Why am I a Mac user? During 1996 there were rumours that Sun was trying to buy Apple. While any talk of acquisition soon fizzled, contact continued. For most of that year, I was part of a secret team working to integrate the Sun and Apple technology portfolios. Sun was to give up making desktop computers, Apple would abandon its minuscule server business, Solaris would be used as the basis for OS X, and sales and channel strategies would be coordinated. I spent much of my time that year at Apple, working on the networking aspects of the deal. It all unravelled when Steve Jobs returned to Apple at the beginning of 1997; with the NeXT OS technology he had no need for Solaris. Shortly afterwards, Eric Schmidt left Sun to join Novell, before moving to Google a few years later. All I got was a T-shirt, and a PowerBook – but that was enough.

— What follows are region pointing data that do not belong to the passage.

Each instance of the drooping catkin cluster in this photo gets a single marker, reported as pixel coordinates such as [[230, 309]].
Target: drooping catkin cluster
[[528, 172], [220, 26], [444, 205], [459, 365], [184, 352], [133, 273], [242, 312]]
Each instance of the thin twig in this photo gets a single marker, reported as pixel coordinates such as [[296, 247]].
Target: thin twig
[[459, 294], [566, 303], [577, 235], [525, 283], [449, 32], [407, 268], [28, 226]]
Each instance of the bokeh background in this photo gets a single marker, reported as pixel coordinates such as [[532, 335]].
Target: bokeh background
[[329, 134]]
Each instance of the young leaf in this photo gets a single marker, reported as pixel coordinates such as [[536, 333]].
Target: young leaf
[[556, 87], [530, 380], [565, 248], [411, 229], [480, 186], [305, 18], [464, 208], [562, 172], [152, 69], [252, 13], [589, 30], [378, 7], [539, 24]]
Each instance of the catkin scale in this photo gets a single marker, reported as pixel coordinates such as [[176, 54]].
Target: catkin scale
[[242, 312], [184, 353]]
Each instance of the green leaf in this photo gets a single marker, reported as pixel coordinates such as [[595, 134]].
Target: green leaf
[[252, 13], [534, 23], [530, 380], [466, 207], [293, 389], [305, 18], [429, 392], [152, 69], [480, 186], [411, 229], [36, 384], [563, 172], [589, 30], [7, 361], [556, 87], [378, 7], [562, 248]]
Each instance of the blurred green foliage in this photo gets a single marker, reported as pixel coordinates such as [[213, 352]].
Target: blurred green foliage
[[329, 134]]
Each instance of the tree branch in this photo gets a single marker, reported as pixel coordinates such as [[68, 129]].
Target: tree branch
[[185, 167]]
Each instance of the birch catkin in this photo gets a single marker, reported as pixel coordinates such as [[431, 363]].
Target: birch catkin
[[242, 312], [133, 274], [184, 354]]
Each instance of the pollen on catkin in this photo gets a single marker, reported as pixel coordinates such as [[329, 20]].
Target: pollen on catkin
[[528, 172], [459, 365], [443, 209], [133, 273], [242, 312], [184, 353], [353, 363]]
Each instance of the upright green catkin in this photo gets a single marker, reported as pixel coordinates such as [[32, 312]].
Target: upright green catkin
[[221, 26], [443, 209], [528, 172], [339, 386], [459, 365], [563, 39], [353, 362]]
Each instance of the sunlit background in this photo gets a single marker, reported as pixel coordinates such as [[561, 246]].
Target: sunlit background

The Apple side of the proposed deal was initiated by Ellen Hancock (CTO) and Gil Amelio (CEO), both of whom were dumped by the Apple board as part of Steve’s return. Neither seemed the kind of person who understood the importance of design, and could have led Apple down the path towards the iMac, iPod, iPhone and iPad. So in retrospect the Apple board got it exactly right. But the joint venture was fun while it lasted, and I got to work with some amazing Apple engineers: figuring out how to add AFP and Apple printing support into Solaris, and working on eliminating the last non-TCP based networking dependencies in Mac OS.